The second law of thermodynamics, formulated as an ultimate bound on the maximum extractable work, has been rigorously derived in multiple scenarios. However, the unavoidable limitations that emerge due to the lack of control on small systems are often disregarded when deriving such bounds, which is specifically important in the context of quantum thermodynamics. Here, we study the maximum extractable work with limited control over the working system and its interaction with the heat bath.

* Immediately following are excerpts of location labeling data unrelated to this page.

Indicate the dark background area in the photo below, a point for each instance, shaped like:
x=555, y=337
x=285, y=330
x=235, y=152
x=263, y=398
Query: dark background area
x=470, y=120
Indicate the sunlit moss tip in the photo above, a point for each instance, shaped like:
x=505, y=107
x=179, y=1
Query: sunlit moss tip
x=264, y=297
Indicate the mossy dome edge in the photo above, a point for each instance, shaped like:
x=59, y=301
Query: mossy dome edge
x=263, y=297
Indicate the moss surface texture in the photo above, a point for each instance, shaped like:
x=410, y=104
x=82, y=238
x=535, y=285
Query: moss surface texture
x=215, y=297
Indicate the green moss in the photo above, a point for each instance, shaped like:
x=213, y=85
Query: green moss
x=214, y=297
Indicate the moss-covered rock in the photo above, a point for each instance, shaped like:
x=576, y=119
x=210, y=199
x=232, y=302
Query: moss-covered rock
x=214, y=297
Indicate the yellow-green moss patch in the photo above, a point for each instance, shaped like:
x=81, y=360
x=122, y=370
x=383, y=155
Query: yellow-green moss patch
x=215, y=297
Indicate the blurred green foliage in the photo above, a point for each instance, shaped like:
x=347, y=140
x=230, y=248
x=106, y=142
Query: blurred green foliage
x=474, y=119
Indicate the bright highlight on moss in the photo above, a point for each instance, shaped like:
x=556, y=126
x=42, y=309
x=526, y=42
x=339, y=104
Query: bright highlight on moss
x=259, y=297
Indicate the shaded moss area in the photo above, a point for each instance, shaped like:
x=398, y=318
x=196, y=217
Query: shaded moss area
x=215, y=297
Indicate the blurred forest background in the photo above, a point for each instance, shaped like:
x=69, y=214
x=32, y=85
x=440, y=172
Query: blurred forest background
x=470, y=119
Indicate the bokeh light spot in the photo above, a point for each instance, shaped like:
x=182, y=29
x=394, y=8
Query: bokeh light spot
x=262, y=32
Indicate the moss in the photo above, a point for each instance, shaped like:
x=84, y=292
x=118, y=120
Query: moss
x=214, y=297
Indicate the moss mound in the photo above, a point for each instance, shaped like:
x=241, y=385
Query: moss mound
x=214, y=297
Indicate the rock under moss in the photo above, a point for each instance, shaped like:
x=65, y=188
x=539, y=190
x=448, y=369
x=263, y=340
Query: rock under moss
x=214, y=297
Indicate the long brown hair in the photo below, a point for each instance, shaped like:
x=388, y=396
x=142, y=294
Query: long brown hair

We derive a general second law when the set of accessible Hamiltonians of the working-system is arbitrarily restricted. We then apply our bound to particular scenarios that are important in realistic implementations: limitations on the maximum energy gap and local control over many-body systems. We hence demonstrate in what precise way the lack of control affects the second law. In particular, contrary to the unrestricted case, we show that the optimal work extraction is not achieved by simple thermal contacts. Our results do not only generalize the second law to scenarios of practical relevance, but also take first steps in the direction of local thermodynamics.